Paraffin embedded sections, 5 μm thick, were mounted on slides precoated with poly-lysine, and then they were deparaffinized and dehydrated (7–8 serial sections). Immunohistochemical experiments were performed after heat-mediated antigen retrieval. Hydrogen peroxide (3% in distilled water) was used, for 30 min, to inhibit endogenous peroxidase activity while normal goat serum (10%) was utilized, for 30 min, to block the non-specific binding sites. Immunodetection was carried out using anti-Ki67 and cyclin D1 (1:100) (DAKO, Denmark), cyclin E (1:200) (Bethyl Laboratories, Texas, USA) and cyclin A (1:50) (Abcam, DBA) primary antibodies at 4°C overnight. Then, a universal biotinylated IgG was applied (1:600) for 1 hour at RT, followed by ABC/HRP. Immunoreactivity was visualized by using DAB. The negative controls were made with DAKO mouse IGg1 (cod.X0931) for Ki67, DAKO immunoglobulin fraction (cod.X0936) for cyclin D1 at the same concentration of primary antibodies, rabbit serum at 5% for cyclin E and cyclin A. Sections were also counterstained with haematoxylin.

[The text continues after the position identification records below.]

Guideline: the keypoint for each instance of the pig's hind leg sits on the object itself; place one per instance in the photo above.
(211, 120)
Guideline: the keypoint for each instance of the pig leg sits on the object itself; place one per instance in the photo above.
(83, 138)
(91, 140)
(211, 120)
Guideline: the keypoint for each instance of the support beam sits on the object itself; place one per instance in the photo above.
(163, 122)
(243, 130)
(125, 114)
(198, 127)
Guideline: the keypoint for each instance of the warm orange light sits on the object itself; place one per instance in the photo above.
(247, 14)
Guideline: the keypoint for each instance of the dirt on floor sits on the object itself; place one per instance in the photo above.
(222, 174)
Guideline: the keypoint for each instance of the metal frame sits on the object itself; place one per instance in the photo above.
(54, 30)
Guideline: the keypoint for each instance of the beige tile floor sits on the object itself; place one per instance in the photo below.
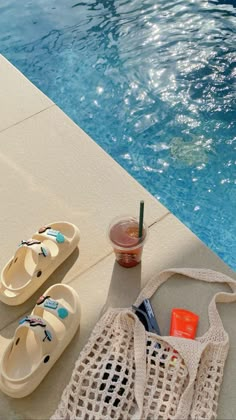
(51, 170)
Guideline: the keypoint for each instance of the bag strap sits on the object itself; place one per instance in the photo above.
(198, 274)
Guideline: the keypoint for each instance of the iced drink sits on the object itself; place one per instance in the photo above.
(128, 247)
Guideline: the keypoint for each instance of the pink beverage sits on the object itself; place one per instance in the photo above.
(128, 247)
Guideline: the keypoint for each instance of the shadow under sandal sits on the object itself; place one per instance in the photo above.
(39, 341)
(35, 260)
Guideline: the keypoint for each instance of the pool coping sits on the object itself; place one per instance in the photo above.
(52, 170)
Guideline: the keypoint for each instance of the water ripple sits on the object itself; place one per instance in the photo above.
(137, 76)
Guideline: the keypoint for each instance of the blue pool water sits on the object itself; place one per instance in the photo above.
(152, 82)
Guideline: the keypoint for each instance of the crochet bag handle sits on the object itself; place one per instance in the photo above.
(199, 274)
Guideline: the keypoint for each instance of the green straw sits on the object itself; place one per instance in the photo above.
(140, 227)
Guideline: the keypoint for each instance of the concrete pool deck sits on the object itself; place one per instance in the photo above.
(51, 170)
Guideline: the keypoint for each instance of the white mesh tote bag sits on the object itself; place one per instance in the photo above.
(125, 372)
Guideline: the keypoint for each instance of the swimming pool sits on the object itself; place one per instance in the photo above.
(153, 84)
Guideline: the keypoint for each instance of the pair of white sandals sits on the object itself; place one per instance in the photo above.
(42, 336)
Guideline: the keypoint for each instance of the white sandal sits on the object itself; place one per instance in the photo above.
(35, 260)
(39, 340)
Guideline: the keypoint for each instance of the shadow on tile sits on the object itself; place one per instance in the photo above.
(124, 287)
(9, 314)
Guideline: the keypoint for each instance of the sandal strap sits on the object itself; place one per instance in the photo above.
(46, 338)
(43, 330)
(53, 234)
(35, 246)
(53, 306)
(43, 256)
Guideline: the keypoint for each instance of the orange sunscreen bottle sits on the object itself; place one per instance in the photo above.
(183, 323)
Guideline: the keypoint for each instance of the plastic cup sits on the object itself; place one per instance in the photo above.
(128, 247)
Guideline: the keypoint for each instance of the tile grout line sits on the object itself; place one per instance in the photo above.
(27, 118)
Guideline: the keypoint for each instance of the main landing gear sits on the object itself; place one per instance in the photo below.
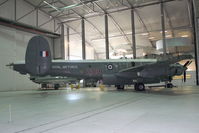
(169, 85)
(139, 87)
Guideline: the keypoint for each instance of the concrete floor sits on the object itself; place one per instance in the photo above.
(93, 111)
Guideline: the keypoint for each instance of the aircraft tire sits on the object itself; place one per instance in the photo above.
(120, 87)
(169, 85)
(43, 85)
(139, 87)
(56, 86)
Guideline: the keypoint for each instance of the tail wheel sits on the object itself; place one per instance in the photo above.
(56, 86)
(139, 87)
(169, 85)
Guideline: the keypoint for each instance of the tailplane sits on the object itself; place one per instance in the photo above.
(38, 56)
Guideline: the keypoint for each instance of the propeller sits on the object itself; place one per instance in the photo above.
(185, 67)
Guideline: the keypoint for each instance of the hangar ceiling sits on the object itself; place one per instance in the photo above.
(148, 26)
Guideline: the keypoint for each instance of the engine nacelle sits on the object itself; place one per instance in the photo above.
(109, 79)
(176, 70)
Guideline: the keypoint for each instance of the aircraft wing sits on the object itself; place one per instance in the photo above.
(152, 68)
(174, 59)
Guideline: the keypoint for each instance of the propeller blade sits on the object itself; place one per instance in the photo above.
(186, 64)
(185, 76)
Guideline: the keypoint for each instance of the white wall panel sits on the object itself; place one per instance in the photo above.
(7, 10)
(24, 8)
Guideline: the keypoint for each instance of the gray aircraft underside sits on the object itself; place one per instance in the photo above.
(38, 62)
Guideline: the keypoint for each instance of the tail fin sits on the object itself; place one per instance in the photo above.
(38, 56)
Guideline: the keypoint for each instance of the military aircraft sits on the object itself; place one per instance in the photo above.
(55, 81)
(38, 62)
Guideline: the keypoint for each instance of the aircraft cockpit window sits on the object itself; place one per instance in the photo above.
(132, 63)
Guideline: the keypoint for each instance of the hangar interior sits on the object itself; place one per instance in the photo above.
(76, 30)
(99, 29)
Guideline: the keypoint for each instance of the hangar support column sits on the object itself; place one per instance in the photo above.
(106, 35)
(68, 43)
(133, 33)
(62, 41)
(163, 28)
(83, 40)
(195, 10)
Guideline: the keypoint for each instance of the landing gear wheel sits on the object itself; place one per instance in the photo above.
(169, 85)
(139, 87)
(56, 86)
(120, 87)
(43, 85)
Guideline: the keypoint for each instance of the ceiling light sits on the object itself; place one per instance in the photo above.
(185, 36)
(168, 36)
(151, 38)
(145, 34)
(165, 31)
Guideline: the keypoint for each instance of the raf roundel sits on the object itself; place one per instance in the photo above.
(110, 67)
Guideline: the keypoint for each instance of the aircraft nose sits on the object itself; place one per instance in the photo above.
(10, 65)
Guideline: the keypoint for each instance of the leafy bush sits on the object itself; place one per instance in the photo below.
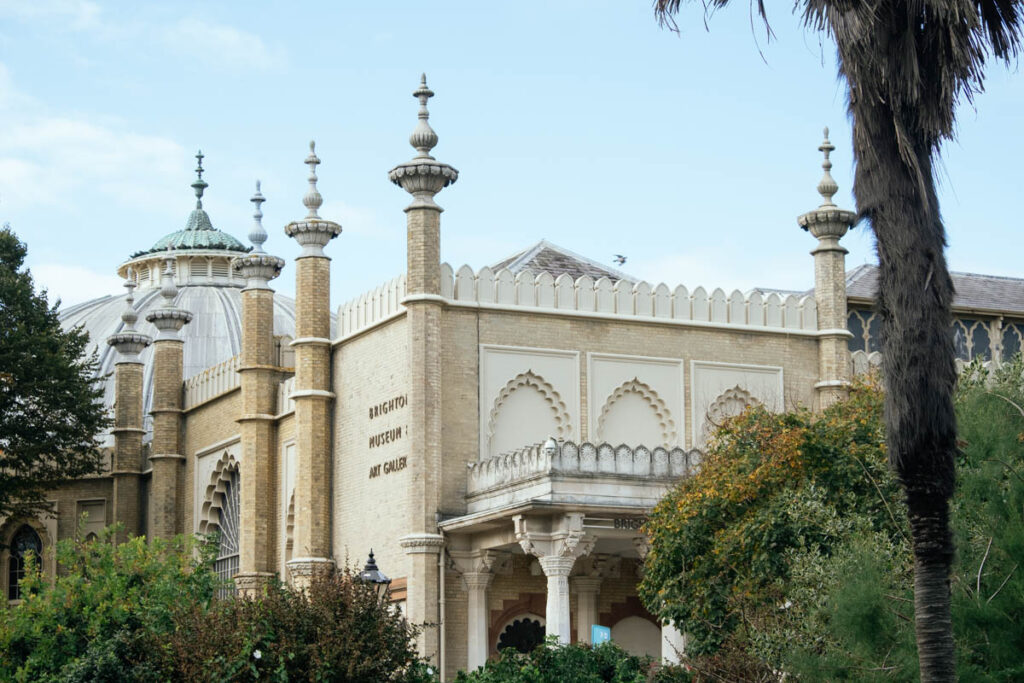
(140, 611)
(337, 630)
(771, 486)
(94, 622)
(572, 664)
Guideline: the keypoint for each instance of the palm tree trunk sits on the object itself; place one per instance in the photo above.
(895, 191)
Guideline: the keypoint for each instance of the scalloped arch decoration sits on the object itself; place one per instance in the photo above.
(213, 499)
(650, 397)
(729, 403)
(555, 406)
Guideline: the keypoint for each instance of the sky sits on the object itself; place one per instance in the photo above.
(583, 123)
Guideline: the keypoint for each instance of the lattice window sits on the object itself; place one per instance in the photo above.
(1013, 339)
(971, 339)
(25, 541)
(227, 552)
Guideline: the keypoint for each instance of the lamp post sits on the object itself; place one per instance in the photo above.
(371, 574)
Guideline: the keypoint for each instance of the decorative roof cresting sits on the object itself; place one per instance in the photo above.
(424, 176)
(312, 232)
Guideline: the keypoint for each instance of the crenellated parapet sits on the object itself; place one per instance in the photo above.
(623, 298)
(212, 382)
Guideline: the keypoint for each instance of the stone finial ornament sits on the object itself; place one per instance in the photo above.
(312, 232)
(129, 316)
(827, 186)
(827, 222)
(258, 236)
(129, 342)
(423, 138)
(312, 200)
(423, 177)
(257, 266)
(200, 183)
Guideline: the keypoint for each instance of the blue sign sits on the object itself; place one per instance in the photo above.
(599, 634)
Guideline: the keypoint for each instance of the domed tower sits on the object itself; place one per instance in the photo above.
(200, 257)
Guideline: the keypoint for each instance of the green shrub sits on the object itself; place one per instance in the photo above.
(337, 630)
(94, 621)
(572, 664)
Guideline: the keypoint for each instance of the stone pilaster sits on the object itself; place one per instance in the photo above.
(166, 457)
(478, 568)
(556, 543)
(828, 223)
(128, 431)
(423, 177)
(312, 394)
(259, 377)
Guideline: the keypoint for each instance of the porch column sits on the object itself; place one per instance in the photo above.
(586, 589)
(556, 543)
(477, 584)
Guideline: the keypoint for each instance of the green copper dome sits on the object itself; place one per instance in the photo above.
(199, 231)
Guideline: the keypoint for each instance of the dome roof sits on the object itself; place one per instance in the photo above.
(198, 233)
(213, 336)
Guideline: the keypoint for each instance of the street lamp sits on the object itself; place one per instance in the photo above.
(371, 574)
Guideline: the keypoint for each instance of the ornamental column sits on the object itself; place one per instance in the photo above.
(259, 392)
(828, 223)
(478, 568)
(423, 177)
(128, 430)
(312, 395)
(556, 546)
(166, 458)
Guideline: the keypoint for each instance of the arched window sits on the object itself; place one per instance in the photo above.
(227, 552)
(25, 541)
(522, 634)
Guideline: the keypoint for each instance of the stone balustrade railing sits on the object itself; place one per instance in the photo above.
(285, 401)
(628, 299)
(586, 459)
(212, 382)
(376, 305)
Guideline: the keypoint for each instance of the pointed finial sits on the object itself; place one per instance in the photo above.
(257, 236)
(168, 289)
(129, 316)
(423, 138)
(312, 200)
(827, 186)
(200, 183)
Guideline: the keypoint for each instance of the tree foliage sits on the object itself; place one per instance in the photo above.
(50, 413)
(770, 485)
(841, 607)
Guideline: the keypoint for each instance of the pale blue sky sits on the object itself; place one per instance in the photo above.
(580, 122)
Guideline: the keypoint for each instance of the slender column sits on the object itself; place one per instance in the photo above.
(556, 543)
(586, 589)
(258, 496)
(828, 223)
(166, 458)
(312, 396)
(478, 568)
(128, 431)
(423, 177)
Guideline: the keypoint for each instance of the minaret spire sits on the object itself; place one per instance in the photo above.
(200, 183)
(258, 236)
(827, 186)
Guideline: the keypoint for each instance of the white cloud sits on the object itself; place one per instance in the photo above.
(75, 14)
(74, 284)
(220, 44)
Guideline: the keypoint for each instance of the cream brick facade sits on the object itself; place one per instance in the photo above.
(453, 421)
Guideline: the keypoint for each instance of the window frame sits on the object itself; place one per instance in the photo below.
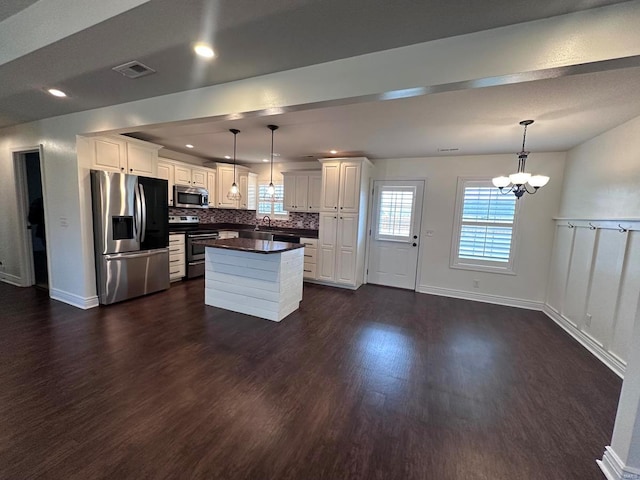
(505, 268)
(273, 216)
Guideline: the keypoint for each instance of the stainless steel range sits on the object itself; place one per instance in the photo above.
(190, 225)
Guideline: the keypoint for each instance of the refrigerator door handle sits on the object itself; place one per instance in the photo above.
(143, 203)
(137, 214)
(144, 253)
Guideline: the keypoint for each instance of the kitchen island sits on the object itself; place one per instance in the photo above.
(256, 277)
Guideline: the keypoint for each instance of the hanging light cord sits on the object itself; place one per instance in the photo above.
(272, 130)
(235, 138)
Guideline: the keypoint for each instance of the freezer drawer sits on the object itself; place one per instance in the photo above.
(127, 275)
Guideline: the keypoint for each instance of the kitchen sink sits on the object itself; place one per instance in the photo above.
(256, 235)
(270, 235)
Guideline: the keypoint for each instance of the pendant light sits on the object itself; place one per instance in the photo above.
(234, 191)
(517, 182)
(271, 189)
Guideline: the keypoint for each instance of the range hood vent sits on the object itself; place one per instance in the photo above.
(134, 69)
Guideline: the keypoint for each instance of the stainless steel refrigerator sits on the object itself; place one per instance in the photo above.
(131, 235)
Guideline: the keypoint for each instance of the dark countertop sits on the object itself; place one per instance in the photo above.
(299, 232)
(250, 245)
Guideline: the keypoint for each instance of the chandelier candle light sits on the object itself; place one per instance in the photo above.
(271, 189)
(517, 182)
(234, 191)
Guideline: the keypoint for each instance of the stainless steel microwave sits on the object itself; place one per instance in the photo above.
(190, 197)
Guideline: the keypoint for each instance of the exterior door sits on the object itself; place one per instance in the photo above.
(395, 233)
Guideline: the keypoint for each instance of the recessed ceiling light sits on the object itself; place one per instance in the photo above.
(204, 50)
(56, 93)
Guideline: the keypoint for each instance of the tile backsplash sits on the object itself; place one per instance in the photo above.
(248, 217)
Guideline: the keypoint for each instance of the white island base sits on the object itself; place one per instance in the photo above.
(263, 285)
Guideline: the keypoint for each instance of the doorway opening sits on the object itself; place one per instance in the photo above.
(32, 197)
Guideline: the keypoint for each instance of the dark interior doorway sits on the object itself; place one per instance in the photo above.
(36, 219)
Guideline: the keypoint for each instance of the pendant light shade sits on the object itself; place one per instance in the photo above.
(517, 182)
(271, 189)
(234, 191)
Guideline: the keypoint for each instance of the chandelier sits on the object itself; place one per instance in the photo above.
(518, 182)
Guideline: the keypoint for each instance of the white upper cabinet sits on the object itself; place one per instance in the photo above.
(349, 193)
(212, 187)
(183, 175)
(167, 172)
(315, 192)
(243, 183)
(142, 160)
(330, 186)
(123, 154)
(341, 185)
(343, 211)
(199, 177)
(298, 195)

Six-seven serial sections were processed for each sample from two independent operators.

Imaging

Tissue samples were visualized using an OLYMPUS BX41 microscope (Olympus Europa, Germany) and the images were taken with CSV1.14 software using a CAM XC-30 for images acquisition.

Statistical analysis

Statistical analysis was performed using ANOVA followed by Newman-Keuls’ testing to determine differences in means. Statistical comparisons for in vivo studies were made using the Wilcoxon–Mann–Whitney test. P < 0.05 was considered statistically significant.